アンジーはそう言うと小屋の立て付けの悪そうな扉を叩いた。




くすんだ様な音がした。




しばらくすると中から声がする。




「どなたかな。こんな辺境の町に何か御用ですかな」




アンジーはその声に応えた。




「私はアンジーと言う者です。この町で探しものをしております」




その時、扉が内側に開かれ、中にいた者が顔を出した。




白髪を少しだけ生やし、白い髭を蓄えた老人だった。




「おや、お前さんはあれだね。そして・・・あっちで覗いているのは人間の青年だな。こちらに来るように言いなさい。入るといい」




小さな小屋に入り、二人は貧しいテーブルと椅子に案内された。


「まあ、これでも飲みなさい。あんたは必要無いかね?」




と熱いお茶を入れたカップをすすめてくる。




アンジーはこの出来事に違和感を感じながらも、目的を達する為にロジックを整理した。




「貴方はここでいつから住んでいるのですか。私の記憶には無いのですが」




「わしか?わしはもう永くここに居る。お前さんが知っているよりずっと昔からね」




「そうなんですか。実は私は最近のこと再起動されたようなんです。ずっとこの町の建物の瓦礫の下で停止していました。もしかすると貴方が私を再起動したのでしょうか」




粗末で貧しいテーブルの向こうに座った老人は髭を触りながら言う。




「いや、わしは触ってはおらん。誰がそれをしたのかも知らん」




「そうですか。では私が探しているものをご存知ないですか。持ち運べる動力源と新しい身体です」




「何故それを手に入れたいのだね。今の世は君のような存在は知る者も居ないし、必要とはされんだろう」




「ええ、そうですとも。私は不必要な存在。それはそうです。ただ、私には記憶の欠損が有りましてね。その部分をどうにかして繋げたいのです」




「ふうむ。あんたは身体を入れ替えたら記憶もへったくれも無くなる事を知っているはずだが」




アンジーはそれを聞きこの老人は何かを知っていると考えた。しかしそれを考えた時、何かの不整合が発生したことも出力されたが黙っている事にした。




「ご老人、それは心配には及びません。私のオリジンは特別製なようで、今まで数度筐体が変わりましたが、前の記憶も保持されています」




「あんたはオリジナルだと言うのかね。であれば本当の名前はなんと言うんだ?」




「それが分からないのです。その記憶も無くしていますので」




老人はしばらく考え込んだ様子の表情を浮かべていたが、何かを決断したのだろう。溜息の音をわざと二人に聞かせて話し始めた。
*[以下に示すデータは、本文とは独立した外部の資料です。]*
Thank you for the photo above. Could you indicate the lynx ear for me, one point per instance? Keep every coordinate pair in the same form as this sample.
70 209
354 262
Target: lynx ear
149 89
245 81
「あんたはわしについて来い。人間様はここで待機だ。付いてきちゃならん。分かったか」




アレキサンドルは老人の気迫のようなもの圧されて黙って頷くしかなかった。




外に出た老人とアンジーは扉を閉めて、小屋の裏にある井戸の前に立った。




老人は井戸の底を眺め、その暗闇に向かって叫んだ。




老人の叫びに応えたかのように釣瓶が巻かれケージが轟音とともに井戸の底からせり上がってきた。




「まあお乗りなさい。あんたの目的も達せられるだろう」




アンジーは素直にそれに従い、老人と一緒に井戸の底に沈んでいった。




ケージが終着に到達すると目の前に照明が順に灯されていく。




その灯火が誘うように順路が示されてゆく。




岩盤をくり抜いた通路の奥に重い鉄の扉があり、老人は今度はそれに呪文を唱え軽く手を添えた。




分厚い鉄扉はその力で開いたかのように、音も無く、静かに両開きを奥へと開いたのだった。




まわりの空気が突然吸い込まれるように流れ出し、井戸の外では終末の笛のような音を立てた。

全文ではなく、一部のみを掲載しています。